Branko Miljuš

Personal information
- Full name: Branko Miljuš
- Date of birth: 17 August 1960 (age 64)
- Place of birth: Knin, PR Croatia, FPR Yugoslavia
- Position(s): Defender

Senior career*
- Years: Team / Apps / (Gls)
- 1980–1988: Hajduk Split / 174 / (2)
- 1988–1990: Real Valladolid / 26 / (1)
- 1990–1992: Vitória Setúbal / 44 / (6)

International career
- 1984-1988: Yugoslavia / 14 / (0)

Medal record
Men's Football
Representing Yugoslavia
Olympic Games
| Bronze medal – third place | 1984 Los Angeles | Team |

= Branko Miljuš =

Croatian footballer

Branko Miljuš (born 17 August 1960) is a Croatian retired footballer.

==Club career==
During his club career he played in 357 games (217 competitive matches) for Hajduk Split.

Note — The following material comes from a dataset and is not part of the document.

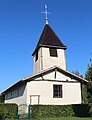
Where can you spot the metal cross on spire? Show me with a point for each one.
(46, 13)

In his late career, Miljuš left Yugoslavia few years before the independence of Croatia, at the time tension of Serbs and Croats was rising. He then played in Spain for Real Valladolid and in Portugal for Vitória Setúbal.

==International career==
Miljuš made his debut for Yugoslavia in a June 1984 friendly match away against Portugal and earned a total of 14 caps, scoring no goals. He participated in the UEFA Euro 1984. He won a bronze medal playing for Yugoslavia in the 1984 Summer Olympics in Los Angeles.

His final international was an April 1988 friendly away against the Republic of Ireland.